Because I’m not an economist and I don’t have the will power to sift through sales data, I’m going to opt to go out on a limb instead. I believe that it’s safe to say that the revenue that comes in for a blockbuster comic book movie – and all the associated merchandising and licensing revenue associated directly to said movie – outweighs the revenue generated from the parent comic book in levels of magnitude that’d astound even Lex Luthor. That in turn would make the common man scoff. Why would Marvel and DC, peddlers of the most recognizably licensable properties, waste any money chasing the paltry profits that stem from their publishing arms, and not just opt to make movies and television? It’s time to freak out.

If I were Mr. Dubner, I’d likely start with the history first. Obviously DC and Marvel have dabbled in non-comic book ventures nearly as long as they have been printing funny books. Look to the Superman serials, radio shows, TV series, et al. And Marvel, too, had their run of crappy movies, TV shows, and odd proto-motion-comic ventures to boot. In their time, perhaps these alternative media led new eyes to the products. More likely though, those models in the past never doled out the bankroll like todays modern day media. At the heart of all those aforementioned side projects though, one would argue that the real crux of content being produced was driven by the rags on the racks. And therein lies the answer to the original question.
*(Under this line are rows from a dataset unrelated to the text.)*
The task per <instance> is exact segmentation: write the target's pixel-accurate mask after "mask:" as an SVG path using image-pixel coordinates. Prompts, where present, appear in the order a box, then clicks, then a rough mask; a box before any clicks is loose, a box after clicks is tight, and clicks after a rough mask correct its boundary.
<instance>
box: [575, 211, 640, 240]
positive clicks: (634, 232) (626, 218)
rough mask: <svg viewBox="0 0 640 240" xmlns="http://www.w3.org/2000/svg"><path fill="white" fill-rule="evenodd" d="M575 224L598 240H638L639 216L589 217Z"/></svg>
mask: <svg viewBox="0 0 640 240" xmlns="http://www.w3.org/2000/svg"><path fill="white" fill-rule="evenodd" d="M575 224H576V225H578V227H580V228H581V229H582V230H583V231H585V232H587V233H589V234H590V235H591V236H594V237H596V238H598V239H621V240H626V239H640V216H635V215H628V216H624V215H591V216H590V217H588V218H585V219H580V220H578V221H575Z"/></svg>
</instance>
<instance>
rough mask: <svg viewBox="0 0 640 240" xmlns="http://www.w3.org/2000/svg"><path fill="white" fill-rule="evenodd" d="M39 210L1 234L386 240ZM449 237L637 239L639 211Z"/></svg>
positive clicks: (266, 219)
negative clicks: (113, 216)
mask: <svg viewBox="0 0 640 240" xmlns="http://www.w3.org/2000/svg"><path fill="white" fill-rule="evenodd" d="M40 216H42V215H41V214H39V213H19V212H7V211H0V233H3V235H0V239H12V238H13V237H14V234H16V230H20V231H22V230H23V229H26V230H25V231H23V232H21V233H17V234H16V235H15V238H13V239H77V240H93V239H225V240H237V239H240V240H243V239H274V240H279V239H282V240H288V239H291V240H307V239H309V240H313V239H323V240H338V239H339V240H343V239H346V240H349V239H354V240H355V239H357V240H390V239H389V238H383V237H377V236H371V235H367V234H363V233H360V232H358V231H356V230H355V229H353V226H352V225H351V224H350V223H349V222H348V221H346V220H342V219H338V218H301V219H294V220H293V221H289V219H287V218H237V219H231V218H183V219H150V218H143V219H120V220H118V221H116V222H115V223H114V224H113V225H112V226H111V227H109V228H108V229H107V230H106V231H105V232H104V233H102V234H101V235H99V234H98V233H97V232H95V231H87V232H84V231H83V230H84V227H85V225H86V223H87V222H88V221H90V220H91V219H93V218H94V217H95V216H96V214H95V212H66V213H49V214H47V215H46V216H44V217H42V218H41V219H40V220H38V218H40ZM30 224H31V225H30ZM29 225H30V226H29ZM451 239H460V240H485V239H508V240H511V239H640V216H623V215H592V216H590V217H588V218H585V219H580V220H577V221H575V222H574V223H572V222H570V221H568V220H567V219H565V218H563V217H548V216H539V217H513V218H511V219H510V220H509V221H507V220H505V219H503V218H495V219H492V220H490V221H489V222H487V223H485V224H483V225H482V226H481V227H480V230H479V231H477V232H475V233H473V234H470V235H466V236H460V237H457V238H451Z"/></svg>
Beyond the likely-break-even nature of comic book publishing, the actual process of producing the product establishes worth beyond simple dollars and cents. Because a great comic book story may give birth to an amazing storyline, a new character, or an inventive design. Where might Jon Favreau’s Iron Man franchise be if not for Adi Granov’s ubiquitous model? Would the pockets of the Warner Bros be as full without the library of reproducible stock art for any number of merchandising ventures? Would the House of Mouse’s motion picture business be as entrenched in the zeitgeist today if not for the decades of source material being produced on a weekly basis? And if we’re thinking to a brighter future… How much credit is owed to ComicMix’s John Ostrander if Amanda Waller ends up becoming the Phil Coulson of the new DC movie franchises? Suffice to say on all counts… the sunk costs of producing sequential fiction is a pithy particle when compared to the opportunity cost you’ll gain for making it.
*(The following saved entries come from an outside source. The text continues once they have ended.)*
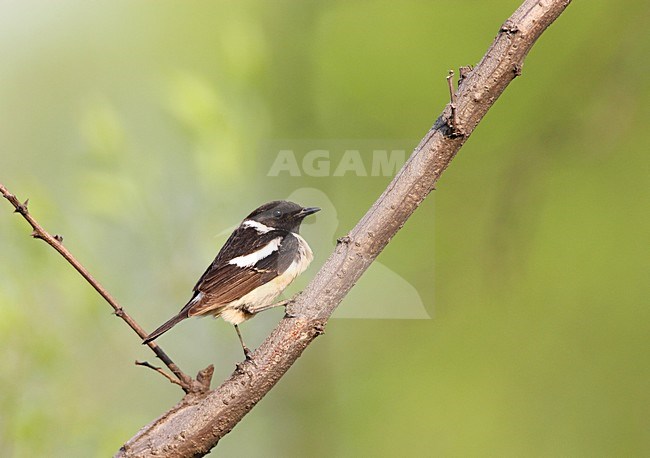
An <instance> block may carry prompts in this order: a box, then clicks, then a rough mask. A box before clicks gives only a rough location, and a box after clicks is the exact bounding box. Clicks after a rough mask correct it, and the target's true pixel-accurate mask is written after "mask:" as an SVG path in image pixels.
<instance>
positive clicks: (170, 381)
mask: <svg viewBox="0 0 650 458" xmlns="http://www.w3.org/2000/svg"><path fill="white" fill-rule="evenodd" d="M135 365H136V366H142V367H148V368H149V369H152V370H154V371H156V372H158V373H159V374H160V375H162V376H163V377H165V378H166V379H167V380H169V381H170V382H171V383H173V384H175V385H178V386H180V387H181V388H188V387H186V386H184V384H183V383H182V382H181V381H180V380H178V379H175V378H174V377H172V376H171V375H169V374H168V373H167V372H165V371H164V370H162V368H160V367H157V366H154V365H153V364H151V363H150V362H149V361H138V360H136V361H135Z"/></svg>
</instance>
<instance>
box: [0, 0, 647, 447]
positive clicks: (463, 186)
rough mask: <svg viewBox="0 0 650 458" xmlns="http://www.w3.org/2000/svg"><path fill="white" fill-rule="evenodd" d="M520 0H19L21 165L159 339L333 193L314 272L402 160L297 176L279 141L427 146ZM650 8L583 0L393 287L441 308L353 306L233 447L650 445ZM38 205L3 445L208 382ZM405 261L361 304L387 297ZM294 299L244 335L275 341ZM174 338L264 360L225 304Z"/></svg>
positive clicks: (188, 355) (621, 3) (4, 172)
Even if a comic doesn’t sell well – or even is a loss – the final product exists for eternity thereafter. If I as a fan pick up that long forgotten issue of Slingers and pitch it to Marvel in a new and fantastic light, and my relaunch of the title captures the attention of the niche masses of comic book fans, then the thru-line exists that the new book may lead to a new licensable property – like a new character on a cartoon, a subplot to be used in Agents of S.H.I.E.L.D., or its own Netflix spin-off. The simple math says the loss having to pay for even six issues worth of ink-and-paper (including the per-page costs of the creative team, the salaried cost of editors/administrators, as well as the actual material and distribution costs) may eventually balance out through the usage of the intellectual property that then sits in the archives of the parent publisher. A bad batch of Coke II will never mint Coca-Cola a fortune. And in a few weeks, D-List book will likely net Marvel hundreds of millions of dollars in repeating revenue.

When you think of it that way: why would you ever notproduce a comic book?